Un blog de National Public Radio, la radio publique nationale des Etats-Unis, a publié un commentaire en défense de la stérilisation après la mort de 13 femmes en Inde des suites d’une campagne d’opérations à la chaîne. Histoire de dissiper un peu cet « éclairage négatif », l’auteur de l’article, Eleanor Klibanoff, préconise la stérilisation féminine en tant que forme la « plus populaire », la plus répandue de contraception – alors que la contraception est supposée réversible, ce que la stérilisation, en règle générale, n’est pas.
Les morts de Chhattisgarh ne doivent pas faire oublier, écrit-elle, que la stérilisation féminine concernait 223 millions de femmes dans le monde en 2012 : selon un document de l’organisme d’aide au développement américain USAID, cela équivaut à 19 % des femmes en âge de procréer et vivant dans le cadre d’une union maritale. A moins de 4 dollars américains par opération, frais médicaux et de personnel inclus, dans les pays pauvres, c’est une méthode « longue durée » aussi bon marché qu’elle est efficace, assure ce document publié en 2014. Il se félicite de la mise en œuvre croissante des Objectifs du Millénaire de l’ONU et signale qu’aujourd’hui la demande en vue de « limiter les naissances » excède la demande visant à les « espacer » seulement, dans toutes les régions du monde sauf en Afrique centrale et occidentale. La propagande fonctionne bien.
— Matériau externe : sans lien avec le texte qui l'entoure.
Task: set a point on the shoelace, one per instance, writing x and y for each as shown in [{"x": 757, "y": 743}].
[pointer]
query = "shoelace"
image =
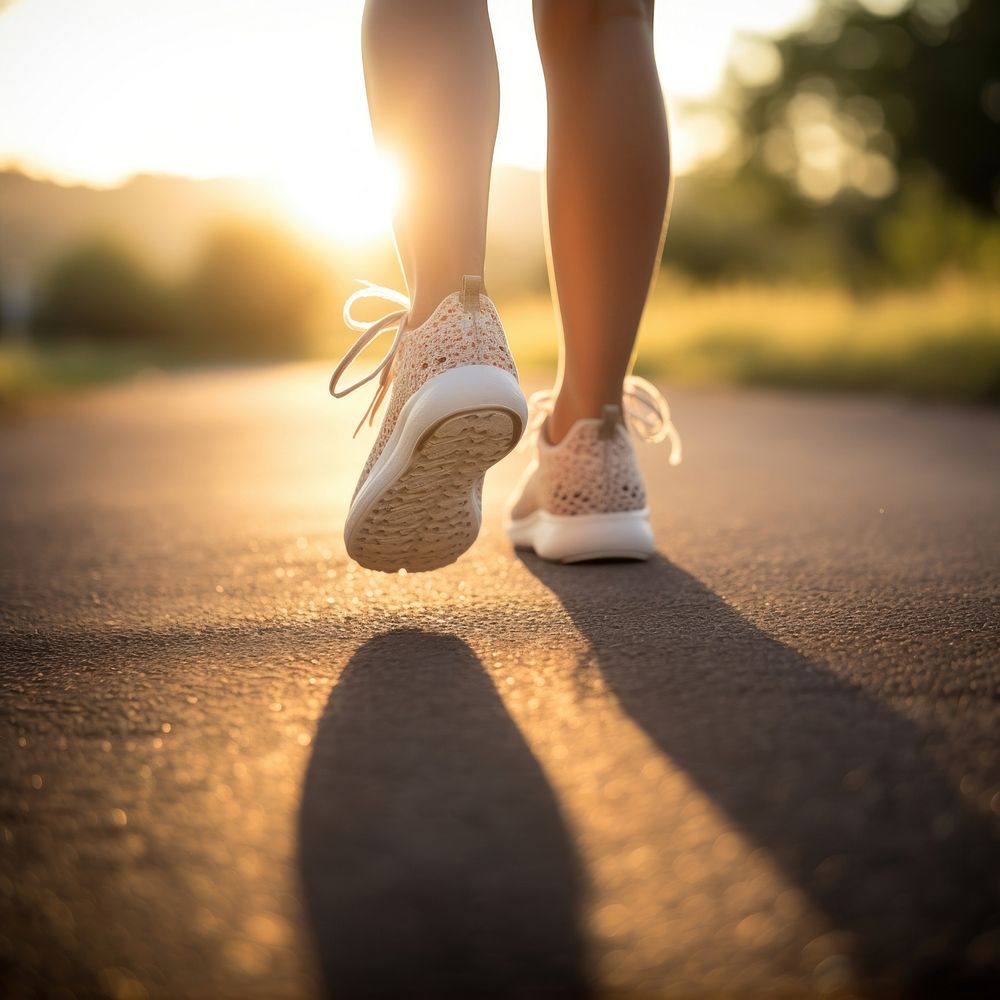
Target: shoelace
[
  {"x": 393, "y": 322},
  {"x": 646, "y": 412}
]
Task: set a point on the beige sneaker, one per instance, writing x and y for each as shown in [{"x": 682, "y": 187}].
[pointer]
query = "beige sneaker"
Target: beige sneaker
[
  {"x": 584, "y": 498},
  {"x": 455, "y": 409}
]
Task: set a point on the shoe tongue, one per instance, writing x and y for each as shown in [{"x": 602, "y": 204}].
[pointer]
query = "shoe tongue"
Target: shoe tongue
[
  {"x": 611, "y": 417},
  {"x": 472, "y": 287}
]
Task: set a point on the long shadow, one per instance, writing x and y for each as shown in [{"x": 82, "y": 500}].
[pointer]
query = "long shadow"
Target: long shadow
[
  {"x": 434, "y": 859},
  {"x": 837, "y": 786}
]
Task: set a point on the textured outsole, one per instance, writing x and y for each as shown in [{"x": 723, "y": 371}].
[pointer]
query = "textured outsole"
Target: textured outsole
[{"x": 431, "y": 513}]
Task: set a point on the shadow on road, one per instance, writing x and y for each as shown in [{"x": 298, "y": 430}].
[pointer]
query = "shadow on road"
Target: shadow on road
[
  {"x": 434, "y": 859},
  {"x": 834, "y": 784}
]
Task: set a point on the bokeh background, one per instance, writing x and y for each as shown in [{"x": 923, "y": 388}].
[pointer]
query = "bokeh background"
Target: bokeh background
[{"x": 192, "y": 183}]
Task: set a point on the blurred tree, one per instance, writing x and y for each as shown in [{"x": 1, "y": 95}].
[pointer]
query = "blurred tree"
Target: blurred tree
[
  {"x": 876, "y": 87},
  {"x": 98, "y": 291},
  {"x": 251, "y": 293}
]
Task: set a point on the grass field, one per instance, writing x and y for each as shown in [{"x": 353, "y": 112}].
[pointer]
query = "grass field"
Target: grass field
[
  {"x": 29, "y": 372},
  {"x": 939, "y": 341}
]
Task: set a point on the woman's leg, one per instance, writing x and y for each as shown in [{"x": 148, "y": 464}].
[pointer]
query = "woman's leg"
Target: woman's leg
[
  {"x": 607, "y": 186},
  {"x": 434, "y": 97}
]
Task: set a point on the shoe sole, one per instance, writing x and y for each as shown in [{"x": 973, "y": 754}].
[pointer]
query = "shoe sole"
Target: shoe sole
[
  {"x": 584, "y": 537},
  {"x": 420, "y": 509}
]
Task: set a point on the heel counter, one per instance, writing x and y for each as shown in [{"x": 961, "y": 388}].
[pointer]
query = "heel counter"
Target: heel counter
[{"x": 489, "y": 337}]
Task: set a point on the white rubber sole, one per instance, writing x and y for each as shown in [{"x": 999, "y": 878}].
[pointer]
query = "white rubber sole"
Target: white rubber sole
[
  {"x": 419, "y": 508},
  {"x": 583, "y": 537}
]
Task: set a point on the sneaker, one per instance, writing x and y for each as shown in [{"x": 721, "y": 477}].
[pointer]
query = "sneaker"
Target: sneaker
[
  {"x": 584, "y": 497},
  {"x": 455, "y": 409}
]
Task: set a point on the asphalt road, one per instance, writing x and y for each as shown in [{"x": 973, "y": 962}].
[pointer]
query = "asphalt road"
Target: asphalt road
[{"x": 234, "y": 765}]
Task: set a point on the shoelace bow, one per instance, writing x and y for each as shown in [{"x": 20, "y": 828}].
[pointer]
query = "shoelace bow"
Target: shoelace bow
[
  {"x": 393, "y": 322},
  {"x": 646, "y": 412}
]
La stérilisation féminine dix fois plus répandue que la masculine
Le nombre des femmes stérilisées dans le monde est dix fois plus important que celui des hommes, souligne Eleanor Klibanoff – et ce malgré les risques bien moindres liés à la vasectomie, qui est en outre une opération bien plus simple. Le directeur du Population Council de New York, John Townsend, l’a signalé à la journaliste : « J’ai eu une vasectomie au Mexique, j’ai passé plus de temps à attendre l’ascenseur qu’à subir l’opération. » Pour les femmes, les « complications » sont de l’ordre de 1 % tout de même – cela n’a pas l’air d’inquiéter outre mesure.
La sémantique, comme toujours, est importante. Au lieu de parler de stérilisation, on préfère le terme de « contraception permanente », en insistant sur la facilité d’une procédure qu’une femme peut obtenir dès qu’elle a les « deux ou trois enfants » qu’elle désire. Plutôt que d’avoir recours à des méthodes hormonales de courte ou de longue durée, même celles de 25 ans, voire moins, peuvent se faire stériliser définitivement, sans se soucier du coût, des déplacements, des ruptures de stock et autres inconvénients des contraceptifs proprement dits, explique Townsend, qui assure : « Dans la plupart des pays, les femmes ont un ou deux enfants de plus qu’elles ne l’auraient voulu. »
Une affirmation « de choc » que nulle étude sérieuse n’étaye. En France, pour ne prendre que cet exemple, les femmes voudraient en moyenne un enfant de plus que ceux qu’elles ont déjà… Et y renoncent à cause des difficultés économiques, de logement, de travail.
Une contraception permanente sans inconvénients ?
Il n’y aurait en définitive qu’un problème par rapport à la stérilisation : le fait que dans certains cas elle soit pratiquée dans des conditions insalubres, ou à la suite un consentement mal éclairé par faute d’un excès de documents incompréhensibles.
Pour le reste, c’est clair : les organisations internationales et les gouvernements de nombreux pays soutiennent la stérilisation de la population féminine. Comme le dit John Townsend, les femmes obtiennent grâce à elle la vie qu’elles désirent : « Elles peuvent entreprendre d’autres choses en confiance, sûres qu’elles ne tomberont pas enceintes. Elles peuvent accepter un travail (…). Elles ont un sentiment d’autonomie, sous moins sujettes à la violence de genre et de manière générale, elles ont une vie plus pleine et plus riche. »
A ce compte-là, on s’étonne que les hommes ne se bousculent pas aux portillons pour se faire stériliser, eux aussi ! Cela viendra peut-être.